MMTSB
Tool Set Documentation

enscluster.pl

From MMTSB
Jump to: navigation, search

Usage

usage:   enscluster.pl [options] tag
options: [-jclust] [-kclust]
         [-maxnum value] [-minsize value] [-maxlevel value]
         [-radius value] [-[no]iterate]
         [-mode rmsd|contact|phi|psi|phipsi|mix]
         [-contmaxdist value] [-mixfactor value]
         [-l min:max[=min:max ...]] [-fit min:max[=min:max] | -fitxl]
         [-selmode ca|cb|cab|heavy|all]
         [-[no]lsqfit]
         [-dir workdir]
         [-opt file[:file]]
Show source


Description

This script applies a clustering algorithm to ensemble structures. The options and functionality is very similar to cluster.pl. The differences are that instead of a list of files an ensemble tag is expected and the output is stored in a file tag.cluster in the ensemble data directory. The clustering options are also stored in and read from the options file associated with the ensemble tag.

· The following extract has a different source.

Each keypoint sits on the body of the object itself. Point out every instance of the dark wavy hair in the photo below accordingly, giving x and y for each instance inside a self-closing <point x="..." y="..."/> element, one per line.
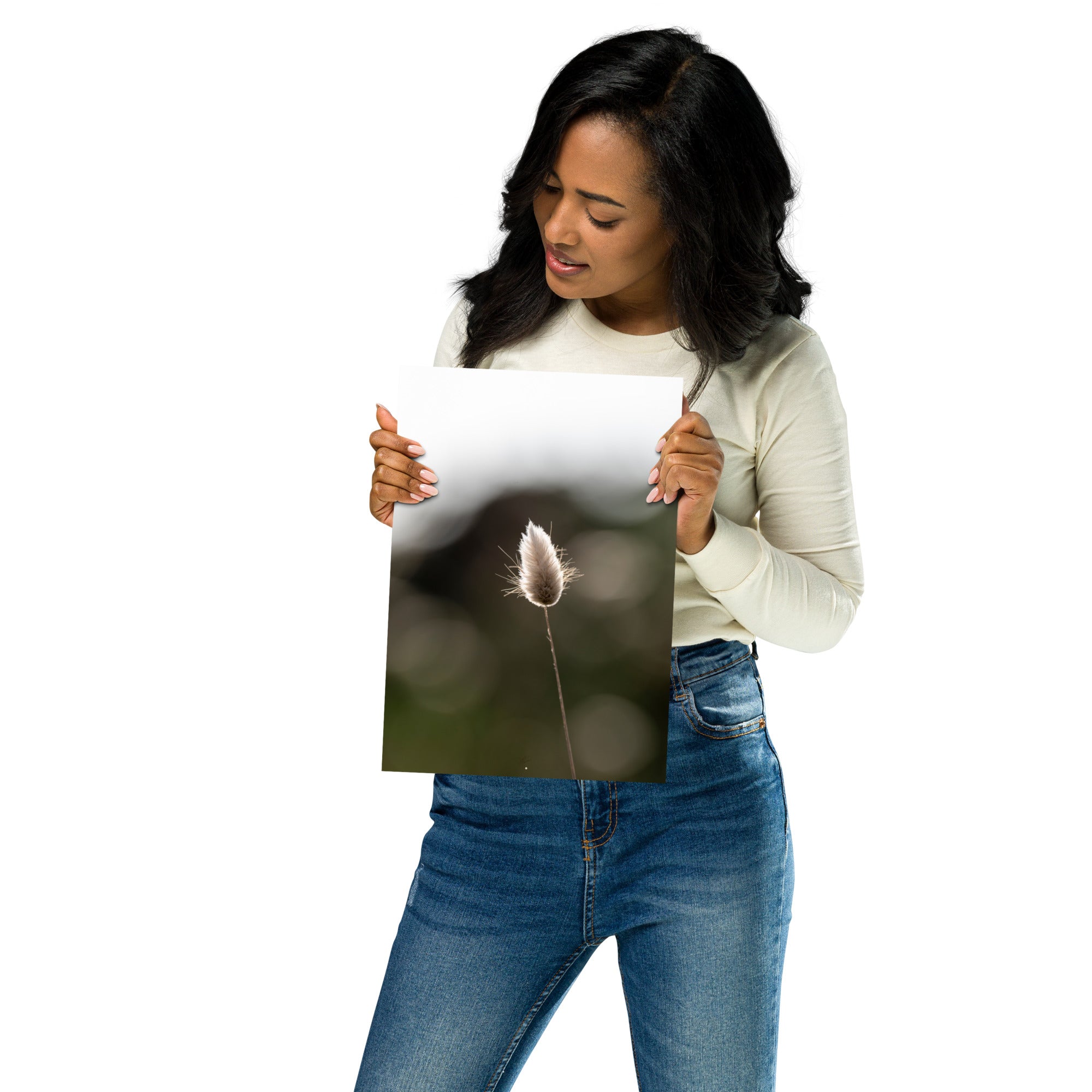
<point x="718" y="173"/>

In addition to the parameters from cluster.pl the parameter -dir is used to specify the ensemble directory. With -opt other options files (other than the default one) can be read in.

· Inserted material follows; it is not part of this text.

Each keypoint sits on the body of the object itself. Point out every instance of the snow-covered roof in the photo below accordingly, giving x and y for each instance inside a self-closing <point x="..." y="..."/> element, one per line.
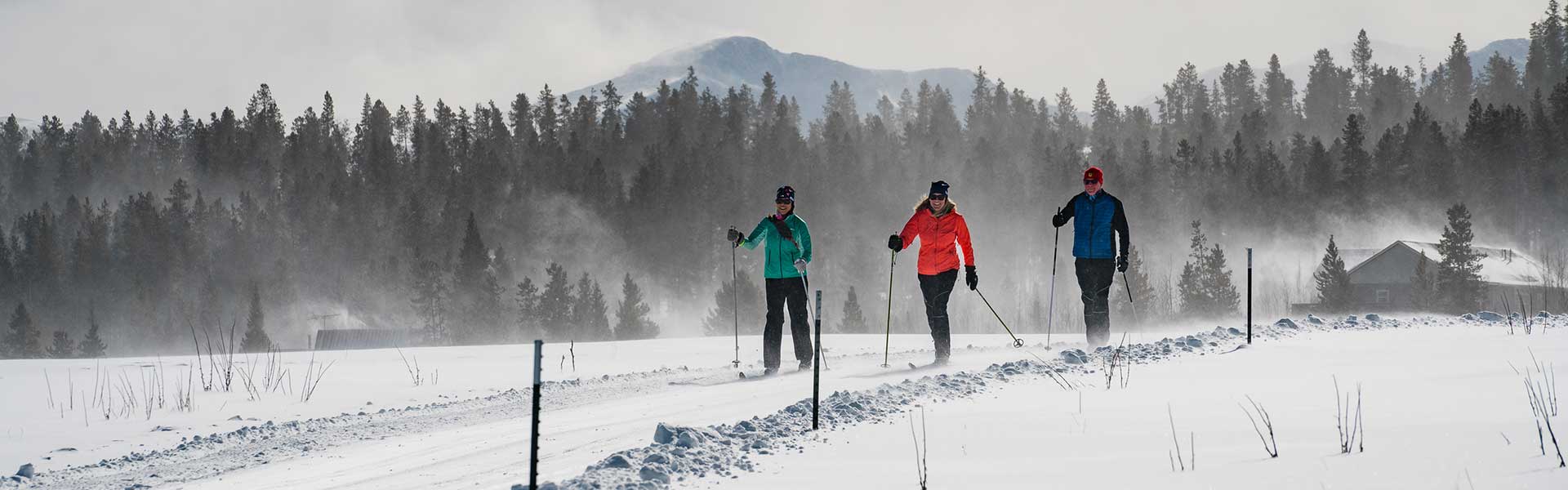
<point x="1501" y="265"/>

For fragment/loop modeling the residue range may be specified as in cluster.pl, but if a residue range has been stored in the ensemble configuration file previously clustering will also only be based on the corresponding residue subset even if -l is not explicitly given. Fitting for RMSD based clustering is always done for the protein template surrounding the selected residues.

The centroid output options are not supported in the ensemble clustering script.

Options

-help 
usage information
-jclust 
hierarchical clustering
-kclust 
K-means clustering
-maxnum value 
maximum number of clusters for hierarchical clustering
-minsize value 
minimum cluster size to generate subclusters in hierarchical clustering
-maxlevel value 
maximum levels for hierarchical clustering
-radius value 
define cluster radius for K-means clustering
-[no]iterate 
(do not) iterate during K-means clustering
-mode rmsd|contact|phi|psi|phipsi|mix 
measure for comparing structures during clustering
-contmaxdist value 
contact distance threshold if clustering based on contact map
-mixfactor value 
weight factor if clustering both on RMSD and contact map
-l min:max[=min:max ..] 
compare only specified residue range when clustering
-selmode ca|cb|cab|heavy|all 
atoms used for comparing structures during clustering
-[no]lsqfit 
(do not) superimpose structures before comparing
-dir workdir 
data directory
-opt file[:file] 
provide file with clustering options

Examples

enscluster.pl -maxnum 3 -minsize 10 -dir data sample
performs hierarchical clustering for ensemble structure associated with the sample tag. The maximum number of clusters at each level is set to 3, subclusters are recursively clustered again if they have 10 or more elements.


enscluster.pl -kclust -radius 5 -dir data sample
performs K-means clustering with a radius of 5 Å for ensemble structure associated with the sample tag.